Renomowany magazyn sztuki współczesnej ” Flash Art” ogłosił nazwiska 100 najważniejszych młodych artystów świata. W dwóch osobnych ankietach krytyków i marszandów pierwsze miejsce zajął Wilhelm Sasnal, 34-letni malarz i autor filmów.Jego twórczość mieści się między figuracją a abstrakcją, między pop-artem a ekspresją. W europejskich galeriach jego obrazy kosztują ok. 20 tys. euro. Oprócz Sasnala na liście „Top 100” znaleźli się: Monika Sosnowska, Paweł Althamer, Piotr Uklański i Artur Żmijewski. Na zdjęciach Wilhelm Sasnal i jego obraz „Dziecko”.

Wilhelm Sasnal ma 34 lata, urodzony w Tarnowie. Malarz, rysownik, filmowiec, autor komiksów. W rankingu ” Flash Art” (wpływowy magazyn sztuki współczesnej) znalazł się na czele listy 100 najwybitniejszych artystów świata. Ankieta dotyczyła twórców młodych (do 35. roku życia) i najbardziej rozchwytywanych. Wytypowali go, niezależnie od siebie, krytycy i szefowie galerii. Na 100 możliwych głosów od krytyków dostał 97, od marszandów 78.

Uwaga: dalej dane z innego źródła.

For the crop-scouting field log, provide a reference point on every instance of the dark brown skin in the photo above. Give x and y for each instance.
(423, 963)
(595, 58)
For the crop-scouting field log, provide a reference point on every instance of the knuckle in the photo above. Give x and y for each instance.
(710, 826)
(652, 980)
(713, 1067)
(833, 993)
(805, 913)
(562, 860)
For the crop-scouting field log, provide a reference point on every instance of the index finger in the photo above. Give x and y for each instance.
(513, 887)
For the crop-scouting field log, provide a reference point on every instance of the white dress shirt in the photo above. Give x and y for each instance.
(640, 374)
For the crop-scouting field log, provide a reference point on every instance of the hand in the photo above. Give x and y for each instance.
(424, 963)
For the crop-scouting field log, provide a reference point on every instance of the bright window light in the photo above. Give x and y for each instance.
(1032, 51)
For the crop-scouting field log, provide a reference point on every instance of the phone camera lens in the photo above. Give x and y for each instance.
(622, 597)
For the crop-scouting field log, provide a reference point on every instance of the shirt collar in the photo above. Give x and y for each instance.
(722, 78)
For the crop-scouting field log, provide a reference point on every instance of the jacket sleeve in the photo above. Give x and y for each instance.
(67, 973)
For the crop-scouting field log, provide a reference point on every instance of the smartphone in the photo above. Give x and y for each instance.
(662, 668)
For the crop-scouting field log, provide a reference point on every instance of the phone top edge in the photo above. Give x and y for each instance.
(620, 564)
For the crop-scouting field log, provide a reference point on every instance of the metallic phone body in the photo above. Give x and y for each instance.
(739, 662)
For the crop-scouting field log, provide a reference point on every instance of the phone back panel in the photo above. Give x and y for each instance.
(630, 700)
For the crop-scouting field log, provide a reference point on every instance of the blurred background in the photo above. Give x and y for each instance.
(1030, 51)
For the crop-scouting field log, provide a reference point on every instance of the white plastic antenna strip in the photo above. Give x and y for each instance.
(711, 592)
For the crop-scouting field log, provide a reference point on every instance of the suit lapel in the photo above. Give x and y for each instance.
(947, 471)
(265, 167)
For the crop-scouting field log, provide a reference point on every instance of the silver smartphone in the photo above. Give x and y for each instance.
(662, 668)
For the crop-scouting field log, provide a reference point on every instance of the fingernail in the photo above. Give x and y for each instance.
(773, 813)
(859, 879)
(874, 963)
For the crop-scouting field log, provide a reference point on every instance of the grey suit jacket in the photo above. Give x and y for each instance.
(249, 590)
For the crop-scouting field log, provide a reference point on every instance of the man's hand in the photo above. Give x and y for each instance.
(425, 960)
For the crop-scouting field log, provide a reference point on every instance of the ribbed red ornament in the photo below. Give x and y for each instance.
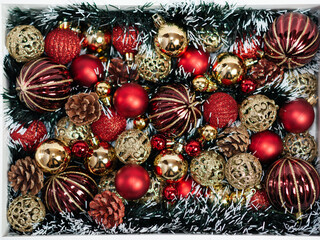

Jestem sceptyczny wobec tego typu rankingów mówi twórca. Zresztą, nie mam pojęcia, dlaczego spotkał mnie ten honor. Dla mnie jedyną miarą, którą mierzę pracę, jest szczerość. Być może to właśnie zostało docenione.

Studiował w krakowskiej Akademii Sztuk Pięknych; dyplom obronił w 1999 r. Współzałożyciel i członek Grupy Ładnie (1996 2001). Masowym odbiorcom znany za sprawą komiksu „Życie codzienne w Polsce” (pokazującego w obrazkach rok z życia autora i jego rodziny) oraz cotygodniowych rysunków w „Przekroju”. Mieszkał w Tarnowie, ostatnio przeniósł się do Krakowa. Już w czasie studiów współpracował z najbardziej prężnymi krajowymi galeriami (Zderzak, Raster); nadal utrzymuje kontakty z Rastrem i Fundacją Galerii Foksal.

Jeden z pierwszych polskich artystów, którzy przeszli do „stajni” zagranicznych marszandów obecnie reprezentuje go (oprócz dwóch polskich) pięć galerii: z Nowego Jorku, Berlina, Kolonii, Zurychu i Londynu. Od pięciu lat jego obrazy są w kolekcji Saatchi. W tym miesiącu ma wystawy jednocześnie w pięciu miastach: w Londynie, Antwerpii, Amsterdamie, Monachium i Osace. W Polsce jego płótna kosztują około 20 tys. euro. W ubiegłym miesiącu na aukcji w Nowym Jorku sprzedano jego pracę za 204 tys. dolarów.